Robotic Farm Workers Won’t Improve Food Prices or Labor Costs
A mixture of economics, technology and politics is making the push for shiny farm hands on wheels.
It’s summer in the northern hemisphere, and with it comes cool fresh salads, delicious ripe fruit and favorites like corn and other fresh veggies on the grill. But, looking down at your picnic plate, could you tell which produce may be soon picked by non-human hands? Makers of a new class of robotic farm equipment (and some farmers) may be hoping you can’t, or won’t care, as they usher in the next generation of Silicon-based farm workers to spray, manage and harvest our favorite crops.
Driving the thrust toward robotic farming is a mixture of economics, technology, and, in no small part, politics. At the same time we, as consumers, are demanding high quality produce at reasonable prices, a cloud is growing over the nation’s agricultural production. Proposed immigration legislation getting batted around Congress could make a huge dent in the substantially illegal workforce that both “big” and “small” agriculture rely on to pick many crops.

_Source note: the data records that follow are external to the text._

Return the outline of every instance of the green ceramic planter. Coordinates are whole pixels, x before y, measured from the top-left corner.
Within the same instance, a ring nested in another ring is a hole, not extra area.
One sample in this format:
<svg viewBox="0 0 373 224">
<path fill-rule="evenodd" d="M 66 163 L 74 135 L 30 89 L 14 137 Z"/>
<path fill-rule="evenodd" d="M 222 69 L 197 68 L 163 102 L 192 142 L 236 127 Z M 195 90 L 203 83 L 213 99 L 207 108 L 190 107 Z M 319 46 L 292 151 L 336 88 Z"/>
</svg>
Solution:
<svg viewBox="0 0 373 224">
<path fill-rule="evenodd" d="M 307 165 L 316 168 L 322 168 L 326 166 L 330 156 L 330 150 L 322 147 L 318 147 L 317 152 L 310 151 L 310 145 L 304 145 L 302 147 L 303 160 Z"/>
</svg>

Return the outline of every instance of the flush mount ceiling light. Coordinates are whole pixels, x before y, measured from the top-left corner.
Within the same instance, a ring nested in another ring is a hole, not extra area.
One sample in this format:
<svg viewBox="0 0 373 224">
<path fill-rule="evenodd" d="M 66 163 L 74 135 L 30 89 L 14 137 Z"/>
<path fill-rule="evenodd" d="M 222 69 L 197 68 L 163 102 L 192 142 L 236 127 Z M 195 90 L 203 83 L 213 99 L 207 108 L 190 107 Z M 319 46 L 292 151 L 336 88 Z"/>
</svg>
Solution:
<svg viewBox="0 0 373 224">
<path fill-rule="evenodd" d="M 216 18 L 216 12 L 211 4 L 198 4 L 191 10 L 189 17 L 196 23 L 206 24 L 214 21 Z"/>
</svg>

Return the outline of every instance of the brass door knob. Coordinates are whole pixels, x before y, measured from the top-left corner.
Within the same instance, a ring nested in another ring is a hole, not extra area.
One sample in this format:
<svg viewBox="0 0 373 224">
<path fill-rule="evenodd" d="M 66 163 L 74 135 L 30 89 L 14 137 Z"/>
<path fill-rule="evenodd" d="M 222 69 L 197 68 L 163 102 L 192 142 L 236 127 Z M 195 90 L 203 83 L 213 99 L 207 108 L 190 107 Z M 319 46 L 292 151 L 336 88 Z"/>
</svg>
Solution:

Workers of the world, unite
One government estimate places the size of the illegal workforce in agriculture at just under 50% between 2007 and 2009, or roughly 1.5 million workers, according to the National Center for Farmworker Health. Labor costs make up 42% of variable costs for fruit and vegetable production in the US, according to the US Department of Agriculture’s Economic Research Service (ERS). Withdrawing this low-cost source of maintenance, picking and packing labor, much of which is paid below minimum wage, could fuel rising commodity costs for farm-grown food at a point when the US consumer is still very sensitive to food price increases.
Add to this an already shrinking immigrant pool from which to draw, eroded by Mexico’s improving economy for one, and farmers are increasingly in need of new, predictable, and price-stable forms of farm labor—all of which, a shiny new worker on wheels is promised to provide.